Há exatos 350 anos. Spinoza já estava levando as primeiras pedradas por ter - entre outras heresias - publicado o Tratado Teológico-Político (em 1670). Os liberais modernos ainda não descobriram que, no capítulo 20 do Tratado, Spinoza escreveu (20 anos antes de Locke) que o sentido da política não é a ordem e sim a liberdade, recuperando assim o liberalismo originário dos democratas atenienses. Imagem: óleo sobre tela de Samuel Hirszenberg (1907), Excommunicated Spinoza.
Quando digo que sou liberal muitas pessoas não entendem. Por ignorância ou má-fé algumas concluem que sou neoliberal, seguidor de alguma doutrina do liberalismo-econômico; ou seja, que defendo redução do Estado, privatizações, novas leis para favorecer os ricos e não estou nem aí para os pobres.
Outras, mais ilustradas, mas que ainda pensam com categorias do século 20, acham que não basta se dizer liberal se não se colocar as palavrinhas mágicas: "social" ou "progressista" ou mesmo "de esquerda". Então eu teria que declarar que sou um social-liberal, um social-democrata ou um socialista democrático - do contrário serei um insensível capitalista, explorador do povo (e, por extensão, um aliado do imperialismo norte-americano ou do neocolonialismo europeu).
Quando usam a palavra 'social' em geral as pessoas não têm noção do que estão falando, não sabem que social não tem a ver com pobre, com povo ou com qualquer tipo de coletivismo: social não designa uma coleção de indivíduos e sim o que acontece entre eles para que se tornem pessoas.
E não entendem que quando digo que sou liberal, já estou dizendo que sou um democrata radical. Porque não sabem mesmo que a raiz política do termo liberal é tomar a liberdade (e não a ordem) como sentido da política. Pensam que o liberalismo é uma doutrina que começou com Locke no século 17, mas nem desconfiam que, vinte anos antes, Spinoza já havia recuperado esse sentido originário da palavra liberal que caracterizava a posição dos democratas (radicais) atenienses do século 5 a.C. fornecendo a base teórica para uma segunda invenção da democracia.

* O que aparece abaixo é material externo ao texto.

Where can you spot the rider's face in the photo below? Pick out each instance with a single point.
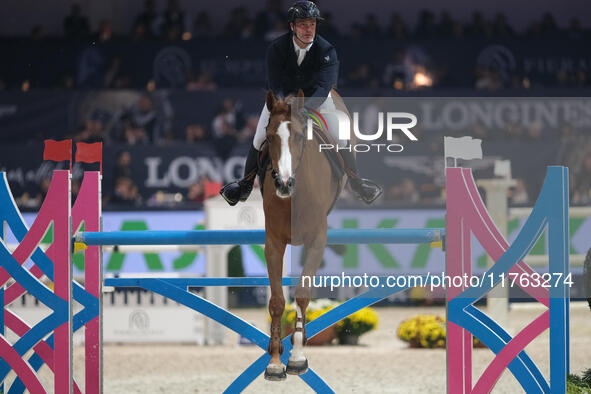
(305, 30)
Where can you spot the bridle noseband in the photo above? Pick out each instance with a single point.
(274, 174)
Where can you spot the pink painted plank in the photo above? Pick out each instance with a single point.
(87, 209)
(493, 372)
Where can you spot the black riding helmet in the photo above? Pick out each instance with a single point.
(303, 10)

Para encurtar a conversa e para todos os efeitos práticos, quando digo que sou liberal estou dizendo que não sou populista, que não sou antipluralista e que não sou estatista. Mas não ser estatista, não ter uma visão estadocêntrica do mundo, não significa ter uma visão mercadocêntrica. Os que acham isso pensam que a sociedade (ou a comunidade) não existe, não é uma forma autônoma de agenciamento, ao lado do Estado e do mercado.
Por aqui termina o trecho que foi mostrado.